Elle resta immobile, à pleurer sans contrôler ses larmes, jusqu'à ce que même la lueur des torches s'estompe dans la nuit. Son corps tremblait, son cœur lui semblait être une plaie béante impossible à refermer. Elle resserra les doigts autour de la broche, dont elle finit par se rappeler l’existence. Elle observa un court instant le bijou, puis le balança par-dessus bord avec un cri de rage qui effraya Ayrik. Thaëlya emporta l’enfant dans ses bras, inquiète pour Raeni.
L’hybride se remit à pleurer sans comprendre l’origine de sa crise. Elle tenait beaucoup à Faelor, elle le savait.
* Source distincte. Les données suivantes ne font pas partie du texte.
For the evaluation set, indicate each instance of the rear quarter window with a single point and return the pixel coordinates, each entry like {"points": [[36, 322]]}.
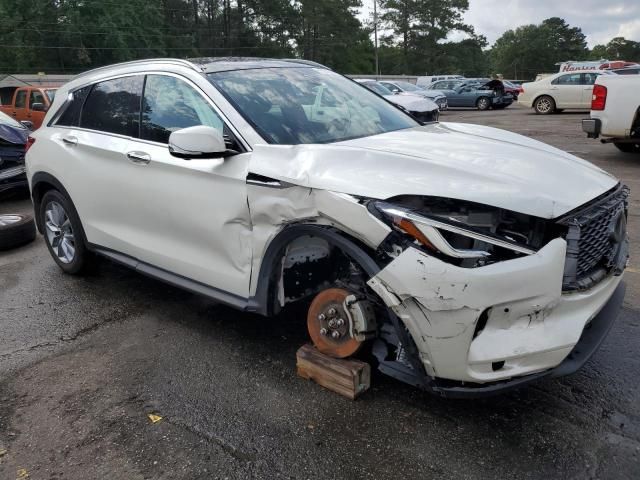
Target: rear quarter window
{"points": [[113, 106]]}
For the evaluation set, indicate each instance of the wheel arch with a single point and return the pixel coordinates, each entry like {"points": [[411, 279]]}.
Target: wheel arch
{"points": [[41, 183], [264, 301]]}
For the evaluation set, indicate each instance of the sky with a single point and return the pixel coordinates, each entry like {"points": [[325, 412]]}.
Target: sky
{"points": [[600, 20]]}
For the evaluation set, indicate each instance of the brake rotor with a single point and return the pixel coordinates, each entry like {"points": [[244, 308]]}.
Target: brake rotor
{"points": [[328, 324]]}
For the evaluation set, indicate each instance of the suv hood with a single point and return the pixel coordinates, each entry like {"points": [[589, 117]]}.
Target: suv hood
{"points": [[452, 160]]}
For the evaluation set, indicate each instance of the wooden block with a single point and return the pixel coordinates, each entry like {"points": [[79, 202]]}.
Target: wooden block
{"points": [[345, 376]]}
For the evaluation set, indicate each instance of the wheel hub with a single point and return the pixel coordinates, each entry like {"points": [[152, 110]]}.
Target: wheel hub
{"points": [[59, 232], [329, 324]]}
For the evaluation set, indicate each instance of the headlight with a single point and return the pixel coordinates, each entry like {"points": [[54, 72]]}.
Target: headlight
{"points": [[468, 235]]}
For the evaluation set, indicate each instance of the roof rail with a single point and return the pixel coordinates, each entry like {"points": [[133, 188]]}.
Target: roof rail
{"points": [[177, 61]]}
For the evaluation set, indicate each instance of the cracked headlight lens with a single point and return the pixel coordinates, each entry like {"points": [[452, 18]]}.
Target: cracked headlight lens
{"points": [[469, 237]]}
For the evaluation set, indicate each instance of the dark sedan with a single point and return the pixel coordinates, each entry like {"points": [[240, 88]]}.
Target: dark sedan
{"points": [[13, 141], [481, 95]]}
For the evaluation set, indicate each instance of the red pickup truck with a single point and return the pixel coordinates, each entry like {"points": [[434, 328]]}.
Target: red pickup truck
{"points": [[27, 104]]}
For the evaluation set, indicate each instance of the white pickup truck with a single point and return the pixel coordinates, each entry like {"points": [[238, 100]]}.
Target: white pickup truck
{"points": [[615, 112]]}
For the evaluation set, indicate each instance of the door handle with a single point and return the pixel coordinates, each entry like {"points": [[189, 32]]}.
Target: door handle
{"points": [[140, 158], [70, 140]]}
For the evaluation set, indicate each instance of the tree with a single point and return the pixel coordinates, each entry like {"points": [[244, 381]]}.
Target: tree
{"points": [[419, 27], [532, 49], [619, 48]]}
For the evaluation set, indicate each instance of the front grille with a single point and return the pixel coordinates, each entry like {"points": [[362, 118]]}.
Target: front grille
{"points": [[596, 240]]}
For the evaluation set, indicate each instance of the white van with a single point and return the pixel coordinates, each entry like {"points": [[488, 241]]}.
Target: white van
{"points": [[428, 80]]}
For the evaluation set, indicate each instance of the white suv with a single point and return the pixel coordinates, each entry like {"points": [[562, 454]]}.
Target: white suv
{"points": [[563, 90], [468, 260]]}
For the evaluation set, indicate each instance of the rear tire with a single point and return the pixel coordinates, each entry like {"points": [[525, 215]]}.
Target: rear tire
{"points": [[544, 105], [63, 233], [15, 230], [628, 147], [483, 103]]}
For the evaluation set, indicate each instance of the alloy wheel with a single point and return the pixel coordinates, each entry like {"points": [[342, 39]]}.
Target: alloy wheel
{"points": [[59, 232], [544, 105]]}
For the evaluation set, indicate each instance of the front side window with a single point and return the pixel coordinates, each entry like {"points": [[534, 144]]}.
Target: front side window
{"points": [[71, 115], [280, 104], [21, 99], [170, 104], [113, 106]]}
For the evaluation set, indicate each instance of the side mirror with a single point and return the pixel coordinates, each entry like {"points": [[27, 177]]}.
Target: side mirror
{"points": [[197, 142]]}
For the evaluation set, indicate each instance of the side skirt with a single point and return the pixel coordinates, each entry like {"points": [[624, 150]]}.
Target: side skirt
{"points": [[172, 278]]}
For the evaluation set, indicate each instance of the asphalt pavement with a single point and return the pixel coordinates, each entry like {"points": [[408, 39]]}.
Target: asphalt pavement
{"points": [[84, 361]]}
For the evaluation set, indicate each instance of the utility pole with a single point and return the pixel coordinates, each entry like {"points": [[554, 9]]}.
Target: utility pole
{"points": [[375, 35]]}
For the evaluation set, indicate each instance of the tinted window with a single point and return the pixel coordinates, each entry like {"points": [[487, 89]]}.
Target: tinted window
{"points": [[114, 106], [35, 97], [171, 104], [21, 99], [71, 115], [572, 79], [280, 103]]}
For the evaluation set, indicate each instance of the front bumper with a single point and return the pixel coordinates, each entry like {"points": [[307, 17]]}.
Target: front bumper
{"points": [[14, 177], [491, 327], [592, 127]]}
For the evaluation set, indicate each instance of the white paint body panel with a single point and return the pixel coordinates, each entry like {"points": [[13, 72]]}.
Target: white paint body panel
{"points": [[623, 102], [467, 162], [531, 326], [202, 220], [565, 96]]}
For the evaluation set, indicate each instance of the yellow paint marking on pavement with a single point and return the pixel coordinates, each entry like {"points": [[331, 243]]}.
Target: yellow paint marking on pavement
{"points": [[154, 418]]}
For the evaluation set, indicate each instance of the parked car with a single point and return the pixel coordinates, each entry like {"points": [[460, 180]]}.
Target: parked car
{"points": [[427, 80], [423, 109], [27, 104], [13, 140], [512, 88], [627, 71], [562, 90], [405, 87], [466, 259], [472, 93], [614, 112]]}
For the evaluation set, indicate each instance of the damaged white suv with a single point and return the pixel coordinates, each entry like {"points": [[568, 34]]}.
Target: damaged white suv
{"points": [[468, 260]]}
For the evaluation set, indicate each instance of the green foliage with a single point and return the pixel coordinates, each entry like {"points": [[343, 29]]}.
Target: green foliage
{"points": [[69, 36], [532, 49], [618, 48], [66, 36], [419, 27]]}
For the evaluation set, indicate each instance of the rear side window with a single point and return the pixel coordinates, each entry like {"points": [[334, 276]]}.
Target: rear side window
{"points": [[113, 106], [71, 115], [171, 104], [21, 99], [572, 79], [35, 97], [589, 78]]}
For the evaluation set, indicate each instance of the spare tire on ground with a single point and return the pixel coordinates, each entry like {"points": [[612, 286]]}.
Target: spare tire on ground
{"points": [[16, 229]]}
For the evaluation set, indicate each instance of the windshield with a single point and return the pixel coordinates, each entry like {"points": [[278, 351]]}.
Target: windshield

Cependant, elle savait aussi qu’il pouvait se débrouiller seul, même avec un Ahal furieux dans les parages. Avëlëa était restée avec lui, Laertha aussi. Il n’était pas mort. Il survivrait, et, un jour, elle le retrouverait.
Elle réalisa peu à peu que, malgré ce qu’elle pouvait affirmer, elle avait besoin de lui. Il était le seul à la comprendre, à la connaître assez bien pour pouvoir déceler ses plus petits changements d'humeur. Il savait la consoler lorsqu'elle pleurait. Il réussissait à la réconforter même lorsqu'elle était la proie de sombres pensées. Il savait la rassurer lorsqu'elle doutait de quelque chose, mais aussi la forcer à se remettre en question lorsqu'elle se montrait trop confiante. Et, surtout, il était le seul en qui elle avait pleinement confiance. Le seul qu'elle aurait aimé avoir à bord. Le seul à qui elle aurait confié sa vie les yeux fermés. Elle pensait tenir davantage à Ayrik qu’à lui. Elle se rendait compte trop tard qu’en réalité Faelor comptait davantage pour elle que le petit humain.
Peu à peu, elle sentit ses paupières s'alourdir. Elle se rappela un instant qu'elle avait avalé un peu de flhylh drogué. Ses larmes redoublèrent d'intensité alors qu'à la tristesse venait s'ajouter une vague honte. Elle tenta de lutter, mais ses yeux semblaient décidés à se fermer sans son accord. Son esprit embrumé par la boisson lui sembla terriblement lourd, malgré l'incroyable absence de sensation dans ses membres. Son corps ne répondait plus. Ses pensées perdirent leur cohérence. Sa conscience glissa peu à peu dans un flou gris-blanc teinté d'amertume, et elle sombra malgré elle dans un lourd sommeil artificiel.